En 1993, le Syndicat ukrainien des Travailleurs du Nucléaire, Atomprofspilka s’est affilié à l’ICEM, une des organisations fondatrices d’IndustriALL Global Union. Je suis devenu le Responsable des Industries de l’Énergie de l’ICEM peu de temps après cela. C’est ainsi qu’en compagnie de mes collègues, j’ai commencé à travailler avec notre syndicat ukrainien.
C’était un défi que de convaincre les dirigeants de nos syndicats ukrainiens que les réacteurs restants de la centrale de Tchernobyl devaient être arrêtés. La technologie n’était pas sûre. Tchernobyl avait été une sorte de vaisseau amiral, avec de bons salaires et de bonnes conditions pour les travailleurs et leurs familles.
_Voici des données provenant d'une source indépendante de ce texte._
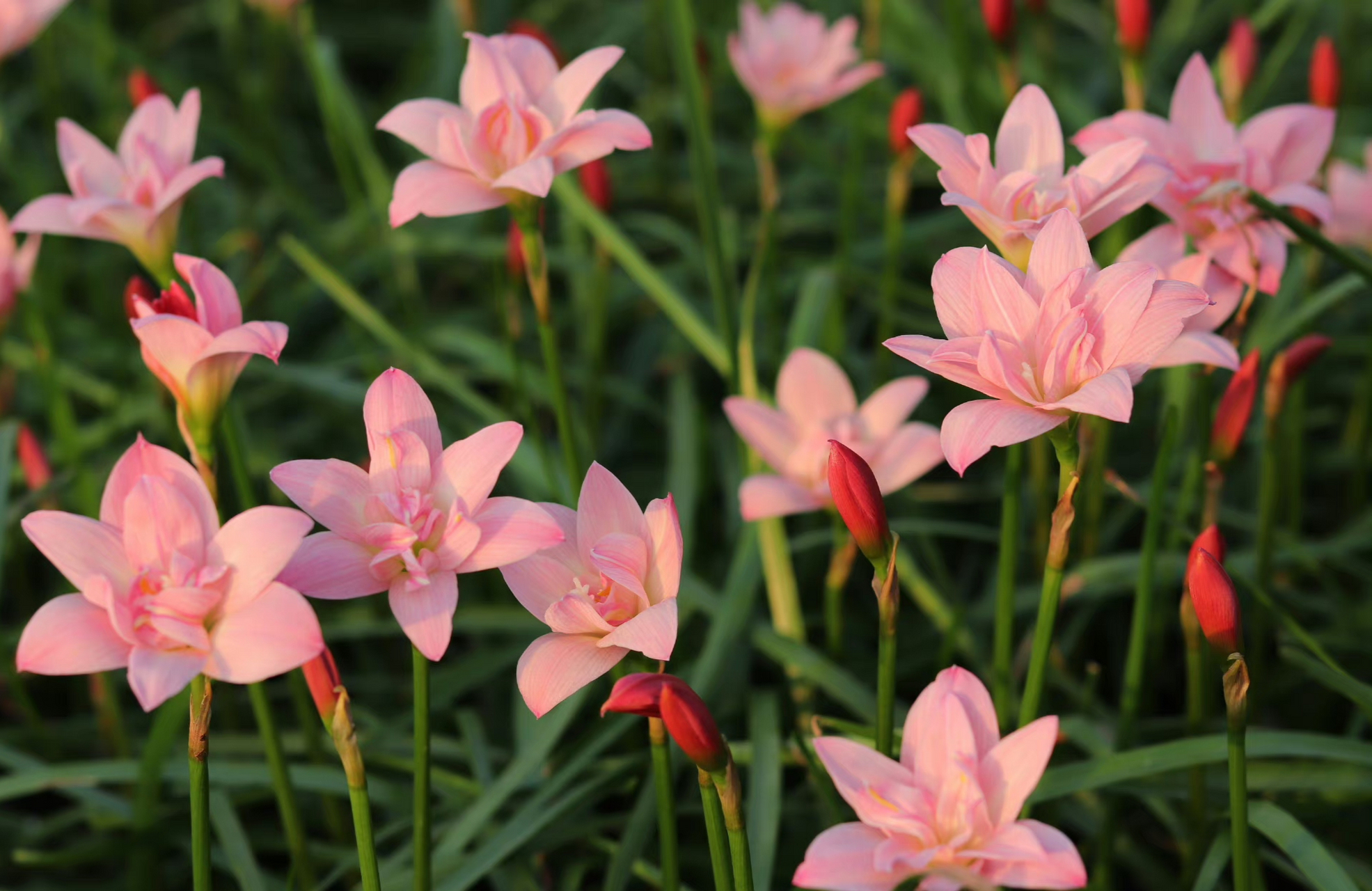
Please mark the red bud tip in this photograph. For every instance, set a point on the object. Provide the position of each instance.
(906, 113)
(1215, 600)
(1325, 74)
(858, 498)
(38, 473)
(1231, 419)
(594, 178)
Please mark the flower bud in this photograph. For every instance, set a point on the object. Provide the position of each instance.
(1215, 600)
(1231, 419)
(906, 113)
(858, 498)
(1325, 74)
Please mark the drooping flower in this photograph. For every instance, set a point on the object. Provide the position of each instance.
(1057, 340)
(792, 62)
(134, 197)
(413, 521)
(1011, 199)
(199, 349)
(1277, 154)
(165, 590)
(817, 404)
(519, 125)
(948, 809)
(608, 590)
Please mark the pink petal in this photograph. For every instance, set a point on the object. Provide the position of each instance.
(332, 492)
(425, 613)
(257, 544)
(69, 635)
(555, 666)
(331, 567)
(973, 427)
(268, 636)
(157, 676)
(512, 529)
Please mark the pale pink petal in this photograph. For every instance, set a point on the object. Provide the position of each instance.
(972, 429)
(69, 635)
(555, 666)
(268, 636)
(425, 613)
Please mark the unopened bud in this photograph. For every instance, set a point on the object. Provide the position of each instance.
(1231, 419)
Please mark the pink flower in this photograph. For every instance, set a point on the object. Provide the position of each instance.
(794, 63)
(1057, 340)
(1350, 191)
(22, 21)
(1277, 152)
(166, 591)
(519, 125)
(199, 350)
(418, 518)
(1013, 198)
(817, 404)
(608, 590)
(948, 807)
(135, 197)
(1165, 247)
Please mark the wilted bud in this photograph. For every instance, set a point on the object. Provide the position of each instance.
(1215, 600)
(1231, 419)
(1325, 74)
(906, 113)
(858, 498)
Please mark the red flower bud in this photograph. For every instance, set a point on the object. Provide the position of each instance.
(1325, 74)
(906, 113)
(1134, 18)
(858, 498)
(1215, 600)
(594, 178)
(1231, 419)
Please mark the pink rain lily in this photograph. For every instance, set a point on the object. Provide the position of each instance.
(165, 590)
(1350, 191)
(199, 350)
(418, 518)
(817, 404)
(1277, 154)
(792, 62)
(520, 124)
(948, 809)
(1044, 344)
(1011, 199)
(134, 197)
(22, 21)
(608, 590)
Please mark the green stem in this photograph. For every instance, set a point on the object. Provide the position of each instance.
(1006, 560)
(285, 802)
(423, 834)
(665, 805)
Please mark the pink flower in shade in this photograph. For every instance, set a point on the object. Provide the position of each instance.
(520, 124)
(165, 590)
(948, 809)
(1011, 199)
(1057, 340)
(22, 21)
(418, 518)
(792, 62)
(132, 197)
(817, 404)
(1277, 154)
(608, 590)
(1165, 247)
(199, 350)
(1350, 191)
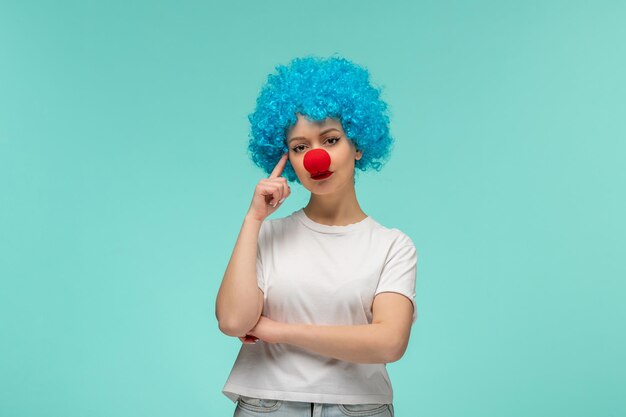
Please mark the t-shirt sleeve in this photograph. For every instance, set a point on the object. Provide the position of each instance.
(400, 271)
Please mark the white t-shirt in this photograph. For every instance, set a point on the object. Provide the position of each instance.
(313, 273)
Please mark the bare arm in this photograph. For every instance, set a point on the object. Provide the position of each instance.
(383, 341)
(239, 301)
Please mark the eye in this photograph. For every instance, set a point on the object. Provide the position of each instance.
(335, 139)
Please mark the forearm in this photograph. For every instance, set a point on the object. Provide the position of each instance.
(364, 343)
(237, 302)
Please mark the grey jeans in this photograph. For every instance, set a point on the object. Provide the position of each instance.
(259, 407)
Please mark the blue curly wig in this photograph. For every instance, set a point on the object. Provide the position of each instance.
(318, 88)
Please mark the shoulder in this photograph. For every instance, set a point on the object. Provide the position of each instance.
(393, 236)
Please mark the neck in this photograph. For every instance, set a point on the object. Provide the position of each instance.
(337, 209)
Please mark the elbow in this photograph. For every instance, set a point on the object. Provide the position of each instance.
(232, 329)
(396, 351)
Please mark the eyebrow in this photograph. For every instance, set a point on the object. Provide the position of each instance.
(323, 133)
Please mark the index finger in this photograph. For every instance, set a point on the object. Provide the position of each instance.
(278, 169)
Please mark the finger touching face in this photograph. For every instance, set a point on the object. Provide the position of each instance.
(320, 152)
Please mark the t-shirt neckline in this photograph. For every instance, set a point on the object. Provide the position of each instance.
(325, 228)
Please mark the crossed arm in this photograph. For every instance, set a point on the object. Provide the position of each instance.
(383, 341)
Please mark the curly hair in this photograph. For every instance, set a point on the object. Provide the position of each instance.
(318, 88)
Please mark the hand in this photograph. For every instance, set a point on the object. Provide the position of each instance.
(270, 192)
(266, 329)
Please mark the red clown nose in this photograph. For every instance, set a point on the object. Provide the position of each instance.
(317, 162)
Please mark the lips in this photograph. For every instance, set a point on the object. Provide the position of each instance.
(321, 175)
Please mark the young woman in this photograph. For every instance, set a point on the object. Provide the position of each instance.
(323, 298)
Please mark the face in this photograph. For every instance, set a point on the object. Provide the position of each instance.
(328, 135)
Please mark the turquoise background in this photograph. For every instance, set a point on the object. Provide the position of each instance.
(124, 181)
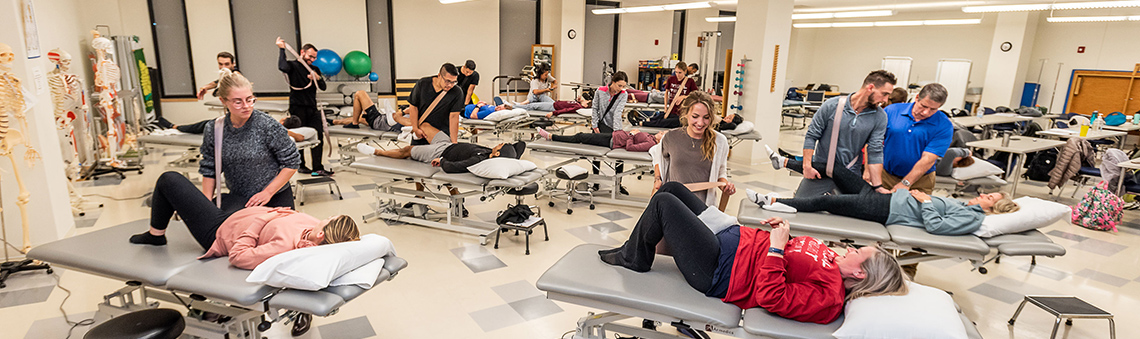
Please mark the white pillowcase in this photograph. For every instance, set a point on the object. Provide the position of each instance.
(1033, 215)
(312, 268)
(925, 312)
(980, 168)
(501, 168)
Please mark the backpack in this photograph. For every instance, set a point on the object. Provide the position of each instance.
(1099, 209)
(1040, 164)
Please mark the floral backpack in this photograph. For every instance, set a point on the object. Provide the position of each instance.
(1099, 209)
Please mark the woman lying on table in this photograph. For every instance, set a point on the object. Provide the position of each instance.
(795, 277)
(860, 200)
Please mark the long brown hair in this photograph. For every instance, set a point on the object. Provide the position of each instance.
(708, 138)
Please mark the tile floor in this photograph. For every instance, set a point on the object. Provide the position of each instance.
(455, 288)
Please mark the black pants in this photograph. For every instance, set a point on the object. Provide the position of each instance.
(596, 139)
(672, 215)
(310, 116)
(856, 198)
(174, 193)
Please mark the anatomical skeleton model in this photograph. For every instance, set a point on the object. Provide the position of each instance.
(11, 104)
(70, 103)
(106, 83)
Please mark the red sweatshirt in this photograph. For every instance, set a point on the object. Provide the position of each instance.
(804, 285)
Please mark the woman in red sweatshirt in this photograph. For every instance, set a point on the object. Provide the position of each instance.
(798, 277)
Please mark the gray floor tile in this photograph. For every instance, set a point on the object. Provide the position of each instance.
(496, 317)
(516, 291)
(592, 235)
(357, 328)
(608, 227)
(536, 307)
(1105, 277)
(1099, 247)
(999, 293)
(482, 264)
(615, 216)
(1063, 234)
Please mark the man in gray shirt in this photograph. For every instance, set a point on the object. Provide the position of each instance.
(863, 122)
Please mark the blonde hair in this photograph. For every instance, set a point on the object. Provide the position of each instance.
(708, 138)
(884, 277)
(1004, 206)
(341, 229)
(229, 80)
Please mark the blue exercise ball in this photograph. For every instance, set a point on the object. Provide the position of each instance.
(328, 62)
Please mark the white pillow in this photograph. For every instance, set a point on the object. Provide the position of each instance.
(980, 168)
(501, 168)
(312, 268)
(1033, 215)
(925, 312)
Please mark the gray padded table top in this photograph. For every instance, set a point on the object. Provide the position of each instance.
(402, 167)
(918, 237)
(760, 322)
(581, 274)
(569, 148)
(823, 226)
(107, 252)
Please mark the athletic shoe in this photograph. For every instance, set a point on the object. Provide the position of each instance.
(543, 132)
(364, 148)
(776, 160)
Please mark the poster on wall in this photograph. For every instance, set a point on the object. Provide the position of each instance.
(31, 33)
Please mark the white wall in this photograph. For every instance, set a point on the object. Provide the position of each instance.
(49, 207)
(428, 34)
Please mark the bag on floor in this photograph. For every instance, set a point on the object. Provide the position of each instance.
(1099, 209)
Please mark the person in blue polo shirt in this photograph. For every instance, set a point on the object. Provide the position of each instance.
(917, 137)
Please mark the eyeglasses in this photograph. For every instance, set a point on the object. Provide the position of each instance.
(242, 103)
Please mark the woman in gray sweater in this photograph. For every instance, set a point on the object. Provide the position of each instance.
(258, 155)
(858, 200)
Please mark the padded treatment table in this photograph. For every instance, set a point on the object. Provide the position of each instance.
(437, 185)
(581, 279)
(906, 239)
(163, 273)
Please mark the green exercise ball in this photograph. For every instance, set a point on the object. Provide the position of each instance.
(357, 64)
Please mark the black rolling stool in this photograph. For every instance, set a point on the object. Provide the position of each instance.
(156, 323)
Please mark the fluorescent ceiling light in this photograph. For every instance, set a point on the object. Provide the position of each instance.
(1027, 7)
(721, 19)
(896, 6)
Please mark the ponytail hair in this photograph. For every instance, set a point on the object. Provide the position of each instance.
(708, 138)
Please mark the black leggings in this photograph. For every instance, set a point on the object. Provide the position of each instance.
(856, 198)
(672, 215)
(174, 193)
(596, 139)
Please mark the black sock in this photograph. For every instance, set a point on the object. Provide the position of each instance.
(146, 237)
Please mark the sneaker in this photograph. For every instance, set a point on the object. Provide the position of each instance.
(778, 161)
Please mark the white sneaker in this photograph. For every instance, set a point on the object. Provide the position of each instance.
(366, 150)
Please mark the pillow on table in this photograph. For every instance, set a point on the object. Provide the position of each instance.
(979, 168)
(1033, 215)
(501, 168)
(925, 312)
(315, 267)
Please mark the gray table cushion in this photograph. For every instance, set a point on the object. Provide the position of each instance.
(623, 154)
(662, 290)
(401, 167)
(822, 226)
(760, 322)
(917, 237)
(569, 148)
(220, 281)
(107, 252)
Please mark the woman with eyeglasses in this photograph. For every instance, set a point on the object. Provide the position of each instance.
(258, 155)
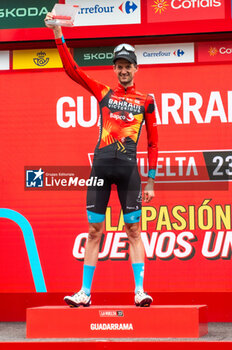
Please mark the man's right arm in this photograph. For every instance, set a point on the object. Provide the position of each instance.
(72, 69)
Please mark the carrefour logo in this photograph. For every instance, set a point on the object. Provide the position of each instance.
(161, 6)
(128, 7)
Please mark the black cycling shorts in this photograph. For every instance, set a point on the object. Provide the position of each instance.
(126, 177)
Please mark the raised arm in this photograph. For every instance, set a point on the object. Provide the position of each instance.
(99, 90)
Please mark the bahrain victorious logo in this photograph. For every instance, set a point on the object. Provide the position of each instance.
(160, 6)
(41, 60)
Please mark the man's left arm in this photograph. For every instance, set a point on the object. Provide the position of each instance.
(152, 139)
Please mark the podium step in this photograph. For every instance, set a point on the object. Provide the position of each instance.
(169, 321)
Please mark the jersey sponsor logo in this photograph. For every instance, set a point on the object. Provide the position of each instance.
(123, 105)
(165, 53)
(128, 118)
(36, 59)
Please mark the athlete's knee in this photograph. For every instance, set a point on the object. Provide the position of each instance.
(133, 231)
(95, 231)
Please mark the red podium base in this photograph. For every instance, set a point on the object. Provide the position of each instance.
(187, 321)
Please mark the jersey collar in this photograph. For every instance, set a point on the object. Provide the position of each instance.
(129, 89)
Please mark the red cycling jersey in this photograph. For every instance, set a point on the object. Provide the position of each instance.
(122, 112)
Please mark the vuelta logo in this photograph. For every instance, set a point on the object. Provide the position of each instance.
(41, 60)
(160, 6)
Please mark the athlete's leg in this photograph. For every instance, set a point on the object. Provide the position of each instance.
(136, 244)
(97, 199)
(129, 192)
(92, 245)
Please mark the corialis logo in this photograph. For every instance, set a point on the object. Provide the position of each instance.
(160, 6)
(34, 178)
(178, 52)
(128, 7)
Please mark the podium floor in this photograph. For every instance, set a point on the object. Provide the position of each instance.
(12, 332)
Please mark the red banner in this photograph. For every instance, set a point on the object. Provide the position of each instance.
(185, 10)
(216, 51)
(50, 126)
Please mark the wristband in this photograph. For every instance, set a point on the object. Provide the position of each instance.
(151, 173)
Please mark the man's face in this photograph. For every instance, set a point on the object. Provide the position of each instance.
(125, 72)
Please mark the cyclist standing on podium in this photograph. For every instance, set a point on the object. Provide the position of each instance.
(123, 111)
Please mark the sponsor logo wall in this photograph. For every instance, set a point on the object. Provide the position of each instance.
(216, 51)
(36, 59)
(106, 13)
(184, 10)
(51, 123)
(4, 60)
(165, 53)
(26, 14)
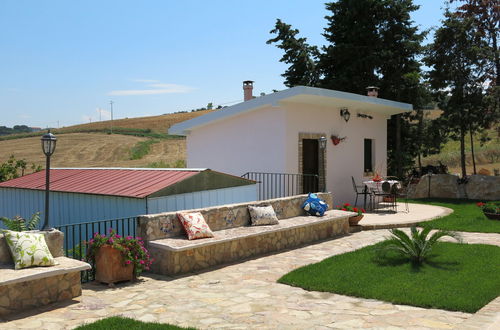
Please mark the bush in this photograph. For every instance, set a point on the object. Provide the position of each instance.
(19, 224)
(415, 247)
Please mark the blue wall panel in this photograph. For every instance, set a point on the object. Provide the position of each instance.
(201, 199)
(68, 208)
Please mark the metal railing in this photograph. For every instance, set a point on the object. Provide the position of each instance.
(275, 185)
(77, 234)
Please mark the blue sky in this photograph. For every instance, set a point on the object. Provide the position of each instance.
(60, 61)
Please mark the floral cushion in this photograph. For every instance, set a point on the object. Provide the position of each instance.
(262, 215)
(314, 205)
(194, 224)
(28, 249)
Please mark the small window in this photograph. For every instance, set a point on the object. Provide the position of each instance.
(368, 163)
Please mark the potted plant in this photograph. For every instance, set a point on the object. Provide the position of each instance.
(116, 258)
(355, 218)
(490, 209)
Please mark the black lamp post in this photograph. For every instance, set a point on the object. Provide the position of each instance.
(48, 147)
(322, 142)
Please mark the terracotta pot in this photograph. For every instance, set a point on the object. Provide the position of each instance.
(355, 219)
(110, 266)
(492, 216)
(388, 199)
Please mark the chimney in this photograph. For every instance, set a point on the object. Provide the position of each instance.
(247, 90)
(372, 91)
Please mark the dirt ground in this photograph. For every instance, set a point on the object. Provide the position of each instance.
(93, 150)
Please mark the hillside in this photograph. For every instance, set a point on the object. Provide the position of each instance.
(105, 150)
(487, 155)
(158, 124)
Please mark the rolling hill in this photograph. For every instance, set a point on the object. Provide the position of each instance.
(77, 148)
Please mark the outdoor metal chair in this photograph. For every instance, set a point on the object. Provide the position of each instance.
(362, 190)
(385, 193)
(403, 193)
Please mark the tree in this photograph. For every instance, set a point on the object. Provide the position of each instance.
(350, 60)
(458, 76)
(485, 15)
(298, 53)
(370, 42)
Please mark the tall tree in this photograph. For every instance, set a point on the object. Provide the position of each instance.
(298, 53)
(485, 15)
(350, 60)
(458, 76)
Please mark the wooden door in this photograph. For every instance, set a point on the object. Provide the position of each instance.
(310, 165)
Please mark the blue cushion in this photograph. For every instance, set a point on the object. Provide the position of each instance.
(314, 205)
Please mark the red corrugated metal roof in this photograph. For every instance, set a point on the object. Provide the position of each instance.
(137, 183)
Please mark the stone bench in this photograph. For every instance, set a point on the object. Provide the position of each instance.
(37, 286)
(234, 238)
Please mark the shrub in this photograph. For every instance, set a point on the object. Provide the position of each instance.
(19, 224)
(415, 247)
(490, 207)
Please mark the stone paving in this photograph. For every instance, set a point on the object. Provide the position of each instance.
(246, 296)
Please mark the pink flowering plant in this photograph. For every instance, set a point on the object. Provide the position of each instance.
(132, 249)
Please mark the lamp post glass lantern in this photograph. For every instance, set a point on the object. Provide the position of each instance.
(322, 142)
(345, 114)
(48, 147)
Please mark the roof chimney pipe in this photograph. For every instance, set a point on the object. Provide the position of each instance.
(372, 91)
(247, 90)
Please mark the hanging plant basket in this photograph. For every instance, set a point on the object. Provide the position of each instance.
(336, 139)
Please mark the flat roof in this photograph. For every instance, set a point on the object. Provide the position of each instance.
(298, 94)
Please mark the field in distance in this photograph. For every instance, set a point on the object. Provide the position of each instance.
(105, 150)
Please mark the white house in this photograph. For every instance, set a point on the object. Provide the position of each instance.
(281, 133)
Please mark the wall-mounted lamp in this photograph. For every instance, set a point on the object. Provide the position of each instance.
(362, 115)
(344, 113)
(322, 142)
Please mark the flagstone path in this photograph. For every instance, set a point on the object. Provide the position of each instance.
(246, 296)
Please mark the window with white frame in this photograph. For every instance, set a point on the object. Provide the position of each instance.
(368, 157)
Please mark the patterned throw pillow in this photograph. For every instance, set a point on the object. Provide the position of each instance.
(314, 205)
(28, 249)
(262, 215)
(195, 225)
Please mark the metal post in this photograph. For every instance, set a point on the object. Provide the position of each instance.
(47, 189)
(111, 103)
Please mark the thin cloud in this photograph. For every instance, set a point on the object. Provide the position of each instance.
(145, 80)
(155, 89)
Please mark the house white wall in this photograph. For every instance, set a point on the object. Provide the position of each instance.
(266, 140)
(345, 159)
(248, 142)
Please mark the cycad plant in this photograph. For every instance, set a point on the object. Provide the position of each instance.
(416, 246)
(20, 224)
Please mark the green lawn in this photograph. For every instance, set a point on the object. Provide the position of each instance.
(457, 277)
(120, 323)
(466, 216)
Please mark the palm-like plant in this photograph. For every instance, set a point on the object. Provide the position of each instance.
(20, 224)
(415, 246)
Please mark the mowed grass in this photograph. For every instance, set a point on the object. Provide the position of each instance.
(466, 216)
(456, 277)
(120, 323)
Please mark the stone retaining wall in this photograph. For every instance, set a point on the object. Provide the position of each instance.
(164, 225)
(24, 295)
(481, 187)
(177, 262)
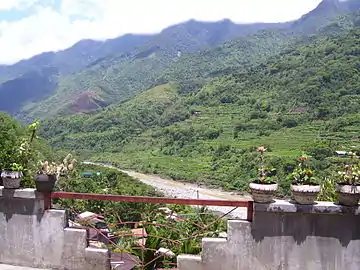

Il était donc difficile, en particulier pour les dirigeants locaux, d’accepter que la centrale de Tchernobyl devait être abandonnée.
Mais le réacteur n°4, en dépit du sarcophage de béton construit autour de lui, fuyait. En 1997, les pays du G8 se sont mis d’accord pour créer le Fonds pour la réalisation d’un massif de protection à Tchernobyl (CSF) afin de construire un confinement sûr d’une valeur de plus d’un milliard de dollars. Les travaux ne sont toujours pas terminés.
Notre tâche principale, en tant que syndicats, était de nous occuper des travailleurs et travailleuses. Les réacteurs 1 à 3 ont été mis à l’arrêt un à un dans les annés 1990, à plusieurs années d’interval, ce qui a rendu la Transition juste plus simple. La plupart des travailleurs et travailleuses ont obtenu un emploi dans d’autres centrales nucléaires ukrainiennes, qui avaient recours à des technologies plus sûres.
Enfin, le parlement ukrainien a adopté une loi qui garantissait une retraite anticipée pour des milliers de travailleurs. Mais tout n’est pas parfait, car en raison d’une crise financière, le gouvernement a décidé de réduire ces prestations.
Aujourd’hui, 2.500 travailleurs et travailleuses sont toujours actifs sur le site, s’occupant de la sécurité et de la surveillance. La ville de Slavoutytch s’est développée et compte une population de 25.000 personnes, avec des micro-entreprises et de nouveaux emplois, grâce aux mesures de politique industrielle actives prises par les autorités.
J’ai visité plusieurs fois la centrale nucléaire de Tchernobyl et Slavoutytch à la fin des années 1990. Les peintures murales, réalisées sur commande de l’ICEM par l’artiste américain Mike Alewitz en 1996, restituent en grande partie l’émotion que nous ressentions à cette époque : “Sur les cendres du passé, nous construirons un monde nouveau, solidairement”.
Les travailleurs et travailleuses de Tchernobyl avaient besoin d’une Transition juste après la fermeture de leur centrale nucléaire. Prendre soin des travailleurs et travailleuses, de leurs familles et des communautés qui sont les leurs sera également une tâche importante pour la grande famille mondiale que constitue IndustriALL, dans le cadre des transformations que connaîtra l’énergie dans la foulée de l’accord de Paris sur le changement climatique.